The question posed a short time ago was, “How can we align our vision with God’s vision?” Which is to say, “How is the imagination sanctified?” Those questions assume that we can align our vision with God’s: an assumption we just spent time to undermine. We have already addressed the very real matter of our incapacity to deliver ourselves into the new birth and we have come to understand that God uses other people to do so. How then can we turn around and suggest that we have any active role in the process of aligning our vision with God’s? If our actions depend so much upon the author of our life story for change, then how much of our activity is our own? John Piper answers this dilemma well because he does so briefly: just because we know that every breath comes from God, does not mean that we have no obligation to breath (When I Don’t Desire God). So it is concluded that only God can shift our spiritual vision, and yet you and I are responsible to make those shifts ourselves. How to make those shifts remains the question: a question can only be answered by dealing with the activities of the imagination—storying and seeing—separately, so let’s do that.

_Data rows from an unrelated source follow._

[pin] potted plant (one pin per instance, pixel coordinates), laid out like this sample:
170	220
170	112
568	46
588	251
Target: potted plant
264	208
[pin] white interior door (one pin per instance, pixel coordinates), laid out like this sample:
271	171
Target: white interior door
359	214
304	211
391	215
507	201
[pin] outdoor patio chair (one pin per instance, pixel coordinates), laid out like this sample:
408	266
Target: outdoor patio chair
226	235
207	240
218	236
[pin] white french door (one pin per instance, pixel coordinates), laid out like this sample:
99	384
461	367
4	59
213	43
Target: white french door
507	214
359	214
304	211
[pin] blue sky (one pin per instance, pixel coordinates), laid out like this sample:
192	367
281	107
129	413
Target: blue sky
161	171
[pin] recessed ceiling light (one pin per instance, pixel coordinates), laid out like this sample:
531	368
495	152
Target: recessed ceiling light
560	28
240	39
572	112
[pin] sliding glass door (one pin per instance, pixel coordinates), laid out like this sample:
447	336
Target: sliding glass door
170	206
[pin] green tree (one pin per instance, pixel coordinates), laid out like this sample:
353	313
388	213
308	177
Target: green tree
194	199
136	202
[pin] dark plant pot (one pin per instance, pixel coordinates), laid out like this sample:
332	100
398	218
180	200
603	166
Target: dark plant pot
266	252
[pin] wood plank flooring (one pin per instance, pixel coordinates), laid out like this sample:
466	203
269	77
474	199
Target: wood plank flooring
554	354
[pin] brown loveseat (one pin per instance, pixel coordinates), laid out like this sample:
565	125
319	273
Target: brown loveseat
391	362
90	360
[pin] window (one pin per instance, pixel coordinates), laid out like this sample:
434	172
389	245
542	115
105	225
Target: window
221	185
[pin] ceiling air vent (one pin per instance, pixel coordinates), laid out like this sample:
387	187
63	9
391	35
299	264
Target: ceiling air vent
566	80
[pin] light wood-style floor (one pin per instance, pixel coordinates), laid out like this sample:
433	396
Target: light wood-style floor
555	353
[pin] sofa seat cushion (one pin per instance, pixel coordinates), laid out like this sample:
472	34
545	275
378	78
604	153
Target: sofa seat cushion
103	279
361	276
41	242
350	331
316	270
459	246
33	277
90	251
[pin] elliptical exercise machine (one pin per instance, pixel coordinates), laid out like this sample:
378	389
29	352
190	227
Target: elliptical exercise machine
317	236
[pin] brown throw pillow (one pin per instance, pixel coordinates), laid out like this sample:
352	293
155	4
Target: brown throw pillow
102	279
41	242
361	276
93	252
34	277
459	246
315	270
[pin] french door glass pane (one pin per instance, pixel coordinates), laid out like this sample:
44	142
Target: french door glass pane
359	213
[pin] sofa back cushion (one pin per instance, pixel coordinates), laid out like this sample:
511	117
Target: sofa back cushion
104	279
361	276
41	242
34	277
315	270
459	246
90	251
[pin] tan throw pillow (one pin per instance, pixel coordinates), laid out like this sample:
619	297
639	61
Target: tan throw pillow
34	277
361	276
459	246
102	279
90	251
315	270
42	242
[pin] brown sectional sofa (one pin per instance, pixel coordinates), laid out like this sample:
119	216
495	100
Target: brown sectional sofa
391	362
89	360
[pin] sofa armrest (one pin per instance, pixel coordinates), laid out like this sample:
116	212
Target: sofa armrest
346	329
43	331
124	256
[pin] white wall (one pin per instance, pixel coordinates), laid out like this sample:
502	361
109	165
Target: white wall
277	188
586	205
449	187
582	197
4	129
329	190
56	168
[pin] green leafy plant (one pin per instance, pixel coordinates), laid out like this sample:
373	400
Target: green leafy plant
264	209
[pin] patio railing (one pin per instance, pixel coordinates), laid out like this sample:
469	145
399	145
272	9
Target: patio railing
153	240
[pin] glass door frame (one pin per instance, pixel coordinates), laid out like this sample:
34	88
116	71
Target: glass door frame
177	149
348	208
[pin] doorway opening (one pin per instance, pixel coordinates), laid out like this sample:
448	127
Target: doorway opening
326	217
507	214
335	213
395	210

First, the imagination restlessly conceives a story of the parts of our lives. The goal of our lives is to conceive a story that matches well the story that God is actually weaving. Only God, through the Holy Spirit, is capable of revealing to us a glimpse of his larger story. When he does, we usually know it. The convergence of a thousand threads of possibility on a single point of actuality leaves us gasping for air. In that profound revelatory moment, we suddenly know in fact what we only theorized; namely, that we are part of a much larger and more complex story.
God has given us his Scripture for that very purpose. The Scriptures give us a glimpse of the larger story of which we, believer and unbeliever alike, are a part. The Bible gives us God’s promises, people, and principles that all act upon our imagination. The promises of God, as already stated, inform our faith and help us to see what is not presently before our eyes. The various characters of the Bible are living mirrors by which we see ourselves: I am like Peter today and like Gideon tomorrow. The principles provided in the Bible are the directions for keeping our stories free of moral complications. So, when it comes to the storying, synthesizing faculty of the mind, the imagination has the Bible as a guide for storying well, but it needs the Holy Spirit to reveal God’s larger purpose in our particular life stories. These revelations come in God’s timing and all we can do is pray for more of these insights and remain attentive for the moment when God passes them before our imaginative vision.